Saturday, 7 June 2025

Mr Villa's, Barry fish restaurant review


There’s nothing quite like eating fish and chips by the seaside.

They always taste that little bit better with the smell of saltwater hanging in the air and the sound of crashing waves somewhere in the background.

Perhaps it’s the perception, whether true or not, that the fish you’re eating must have been landed just that morning at the nearest harbourside.

Don’t get me wrong, I’ll gladly eat fish and chips anywhere at any time of day. But it’s certainly a more romantic experience by the sea.

So, after a good yomp along the Wales Coastal Path from the Knap in Barry to Rhoose Point (the most southerly point in mainland Wales), Mrs G and I both craved fish for lunch.


Having been recommended Mr Villa’s, a fish restaurant located a stone’s throw from Cold Knap Beach, a few times over the last couple of years, it was finally time to get stuck-in.

Originally founded by husband-and-wife team Giuseppe and Christine Villa nearly ten years ago, the business has since been handed down to the next generation of the family after Mr and Mrs Villa sadly passed away.

With its blue and white striped linen, white wood-panelled walls and miscellanea of nauticalia, it’s a lovely setting with a classy seaside feel.


Mr Villa’s buy their fish fresh daily from Snowdon’s and Ashton’s in Cardiff and the owners’ children even forage for laverbread on the Gower.


Dishes on the main menu include roasted scallops, fritto misto and roasted hake as well as a daily changing specials board, which featured grilled plaice and a half lobster on our visit.

Glasses of well-chilled Cette Nuit Sauvignon Blanc (£8.95) and Dea del Mare Pinot Grigio Catarratto (£8.95) were both well-chilled crisp gluggers.


To start, a trio of roasted oysters (£11.75) varied wildly in size from the weeny to the gargantuan. However, they were all beautifully meaty and topped with garlic-charged breadcrumbs. A good squeeze of lemon juice really made them sing.


A rustic looking crab tart (£12.50) from the specials board combined commendably short pastry filled with a set custard dotted with earthy brown crustacean. It was good, but the crab would have benefited from being more uniformly distributed as some parts were a bit light on flavour. Well-dressed leaves served on the side were a good pairing.


Onto mains, and we were advised that they’re all accompanied by unlimited chips or boiled potatoes. That’s a challenge if ever I heard one. In reality, the portions were already so substantial that we didn’t need to take them up on the offer of a replenishment.

A well-sized meaty fillet of hake (£21.95) was coated in light, crisp and golden batter. It was a very nicely cooked piece of fish and batter, and it certainly scratched my itch.


I ordered mine with chips and was duly delivered a trough.
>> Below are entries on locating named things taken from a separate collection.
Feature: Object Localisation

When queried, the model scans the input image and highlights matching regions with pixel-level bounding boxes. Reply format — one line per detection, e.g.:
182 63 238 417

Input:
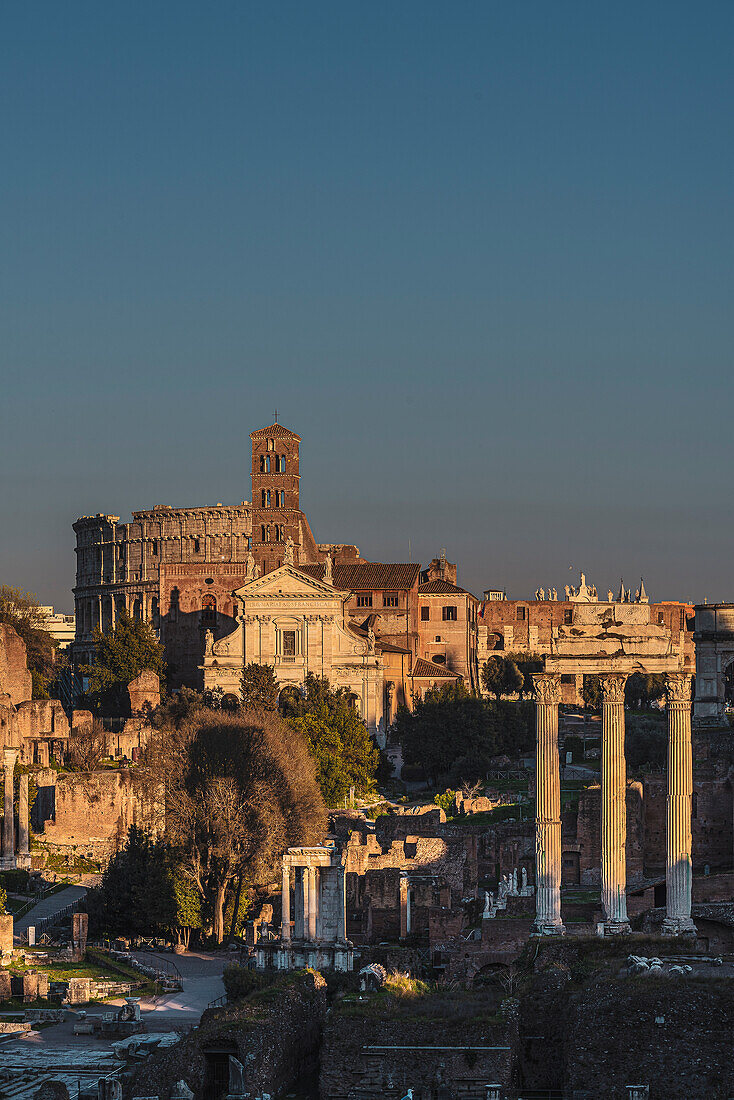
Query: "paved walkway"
13 887 87 936
110 952 225 1031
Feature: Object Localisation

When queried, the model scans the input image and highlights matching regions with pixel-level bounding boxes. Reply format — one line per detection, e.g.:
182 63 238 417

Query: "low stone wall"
319 1003 512 1100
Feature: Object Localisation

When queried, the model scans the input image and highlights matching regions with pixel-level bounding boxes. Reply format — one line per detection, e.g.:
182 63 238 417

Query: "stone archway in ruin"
533 602 695 935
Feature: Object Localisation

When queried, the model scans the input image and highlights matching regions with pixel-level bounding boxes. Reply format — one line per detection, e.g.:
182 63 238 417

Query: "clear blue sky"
0 0 734 608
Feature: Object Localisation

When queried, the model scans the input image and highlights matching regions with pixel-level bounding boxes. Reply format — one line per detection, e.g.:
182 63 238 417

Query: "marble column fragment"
281 860 291 943
600 672 631 935
2 749 18 869
306 867 318 941
533 672 566 935
662 672 695 936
Hand cut daily, they looked a touch pale but were pleasingly crisp and grease free.


They were excellent drenched in salt and vinegar and slathered in thick, gherkin-laced tartare sauce.


Having received the devastating news that Mr Villa’s don’t serve curry sauce, I had to make do with a very good bowl of mushy peas (£1.95), which I assume were homemade.
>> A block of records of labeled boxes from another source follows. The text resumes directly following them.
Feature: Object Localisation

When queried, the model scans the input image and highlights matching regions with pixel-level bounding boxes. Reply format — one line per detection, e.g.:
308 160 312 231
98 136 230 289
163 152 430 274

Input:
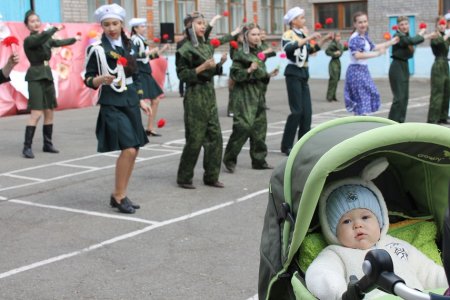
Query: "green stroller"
258 117 450 300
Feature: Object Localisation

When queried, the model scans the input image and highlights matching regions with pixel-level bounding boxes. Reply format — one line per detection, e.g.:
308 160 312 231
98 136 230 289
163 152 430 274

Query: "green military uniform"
85 34 148 152
389 31 424 123
325 40 344 101
427 32 450 123
281 30 320 154
23 27 76 110
175 35 232 184
0 69 11 84
223 48 270 170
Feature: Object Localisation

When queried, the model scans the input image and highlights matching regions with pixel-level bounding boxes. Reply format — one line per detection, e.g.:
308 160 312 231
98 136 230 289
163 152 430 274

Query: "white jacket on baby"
305 235 448 300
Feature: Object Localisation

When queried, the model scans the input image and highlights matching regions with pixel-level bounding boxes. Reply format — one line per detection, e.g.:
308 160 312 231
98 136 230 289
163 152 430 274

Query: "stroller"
258 116 450 300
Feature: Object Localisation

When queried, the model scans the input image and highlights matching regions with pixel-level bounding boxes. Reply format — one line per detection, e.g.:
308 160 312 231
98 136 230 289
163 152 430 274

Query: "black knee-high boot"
42 124 59 153
22 126 36 158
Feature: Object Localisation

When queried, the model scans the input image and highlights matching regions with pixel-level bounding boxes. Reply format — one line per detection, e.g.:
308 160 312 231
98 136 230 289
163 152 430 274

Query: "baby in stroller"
305 158 448 300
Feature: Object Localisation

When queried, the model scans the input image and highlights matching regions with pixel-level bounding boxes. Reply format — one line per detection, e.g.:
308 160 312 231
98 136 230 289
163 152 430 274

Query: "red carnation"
2 35 19 47
117 56 128 67
257 52 266 61
209 39 220 48
156 118 166 128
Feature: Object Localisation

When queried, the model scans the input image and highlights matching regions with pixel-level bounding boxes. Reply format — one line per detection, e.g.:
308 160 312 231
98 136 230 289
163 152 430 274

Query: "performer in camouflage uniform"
389 16 436 123
325 32 345 102
427 17 450 124
22 10 81 158
176 12 239 189
223 23 278 173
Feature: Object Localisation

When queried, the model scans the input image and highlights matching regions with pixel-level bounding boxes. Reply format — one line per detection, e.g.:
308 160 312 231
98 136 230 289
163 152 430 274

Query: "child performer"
176 12 239 189
223 23 278 173
129 18 169 136
389 16 436 123
22 10 81 158
427 17 450 124
344 11 398 115
325 32 345 102
281 7 332 155
84 4 151 214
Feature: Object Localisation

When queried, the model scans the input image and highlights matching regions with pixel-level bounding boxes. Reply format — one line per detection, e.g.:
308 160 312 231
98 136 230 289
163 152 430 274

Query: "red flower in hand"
257 52 266 61
2 35 19 47
209 39 220 48
156 118 166 128
117 56 128 67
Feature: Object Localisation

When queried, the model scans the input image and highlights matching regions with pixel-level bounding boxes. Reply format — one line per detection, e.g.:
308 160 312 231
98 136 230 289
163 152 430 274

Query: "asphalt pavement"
0 79 440 300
Mrs G’s roasted halibut (£28.50) from the specials board was the star of the meal. It’s one of the nicest bits of fish cookery that I’ve had in a while.

A pair of thick tranches of fish with good caramelisation were supremely meaty and bathed in a luxuriously glossy beurre blanc that was cut with just the right amount of citrus.


Tender boiled potatoes were sat in a generous pool of herbed melted butter. They were served in a smaller portion than the chips – perhaps because the team know that everyone really just wants to eat the fried stuff.


Nicely cooked green beans (£3.95) were also bathed in plenty melted garlic butter. But it was a shame that the flaked almonds they were topped with weren’t toasted for extra crunch and flavour.


We were both stuffed, so didn’t order dessert. However, if I was still hungry then I would have just ordered another bowl of chips.

We had a very good fish focused lunch by the seaside at Mr Villa’s accompanied by enthusiastic and friendly service.

Since Fish at 85 closed a long time ago, I’ve always missed having a dedicated fish restaurant in Cardiff. I needn’t have worried because Mr Villa’s is the place that I’ll be heading in future.